The growing complexity of simulation models requires a formal system that helps in model specification. This is truer still when the different individuals working to build the model come from different areas, and especially if the model is evolutionary. An example would be a social model or an economic model with engineers, economists, sociologists, psychologists and other researchers working on it. This factor, detailed in Werner and Werner (1972), makes it necessary to establish a common mechanism to help in the definition of elements’ behavior. Nevertheless, due to the diversity of the various elements of the model (some of which could be considered submodels), some formalisms are easier to use than others. The relative speed of the different submodels can be a good indicator for determining what is best in each case.
Mechanisms to transform models between different formalisms can therefore be useful. They allow the use of different formalisms depending on the submodel and help integrate the specification of the entire model through the formalism transformation.
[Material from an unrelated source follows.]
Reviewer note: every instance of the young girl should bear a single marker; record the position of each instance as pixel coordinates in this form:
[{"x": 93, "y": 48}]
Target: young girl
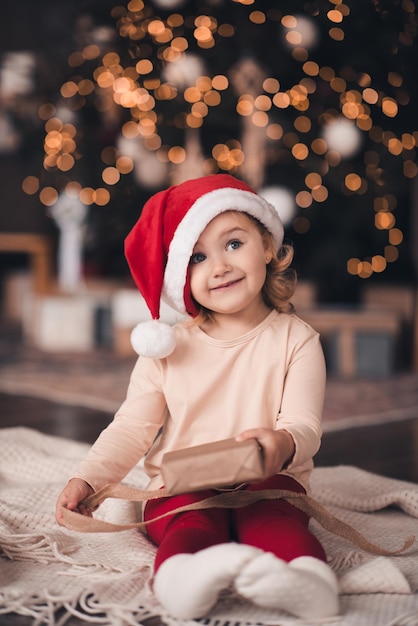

In his paper “DEVS as a common denominator for multi-formalism hybrid systems modeling” (Vangheluwe 2000) Hans L. M. Vangheluwe clearly expresses the need to establish mechanisms for working with models specified by different formalisms. He explains three of the main mechanisms for doing this:
- Meta-formalism: A formalism that incorporates the different formalisms of the various submodels that make up the system.
- Common formalism: A mechanism that converts all formalisms to a common formalism.
- Co-simulation: Independent simulators that work together.
The specification formalism must be easy and clear, so that people who are not used to working with formalisms can quickly understand the model. The formalism must also be powerful, so that the complexity of the model can be represented.
It is difficult to determine if one formalism is simpler than another, because everyone has a personal preference. This chapter therefore presents a theoretical connection between two of the most widely used specification formalisms: DEVS and SDL.
DEVS, developed by mathematician Bernard Zeigler in the 1970s, is one of the most powerful formalisms for the specification of discrete event systems (DES). It is based on systems theory, which makes it universal. Hence, all other formalisms can be represented through DEVS models (Zeigler and Vahie 1993). That is, models represented by a Petri net or by differential equations can be represented in a DEVS model. Hybrid models are more complicated, but can also be represented by DEVS.
In his paper “Structure, flow, change: toward a social systems simulation methodology” (Werner 2000), Ronald Werner proposed the creation of an environment to describe sociology models: “The modeling environment consists of three structural elements: (1) The social system states are symbolized by circles. (2) The social processes are symbolized by rectangles. (3) The direction of flow is symbolized by directional arrows.”
This work clearly expresses the need for a graphical representation of model structure. Werner's model representation environment has similarities with the SDL formalism, which leads us to believe that it could be a good graphical representation formalism for DEVS in the social sciences and, more generally, in evolutionary models.
Werner, Roland; Werner, Joan T. 1972. A pragmatic approach to social systems modeling and simulation. Social Systems Simulation Group, San Diego State University.
Werner, Roland. 2000. Structure, flow, change: Towards a social systems simulation methodology. Social Systems Simulation Group. San Diego State University.
Zeigler, Bernard P.; Vahie, Sankait. 1993. DEVS formalism and methodology: unity of conception/diversity of application, in the proceedings of the 25th Winter Simulation Conference. pp. 573-579. 12-15 December 1993. Los Angeles, California, United States (accessed 17 January 2005).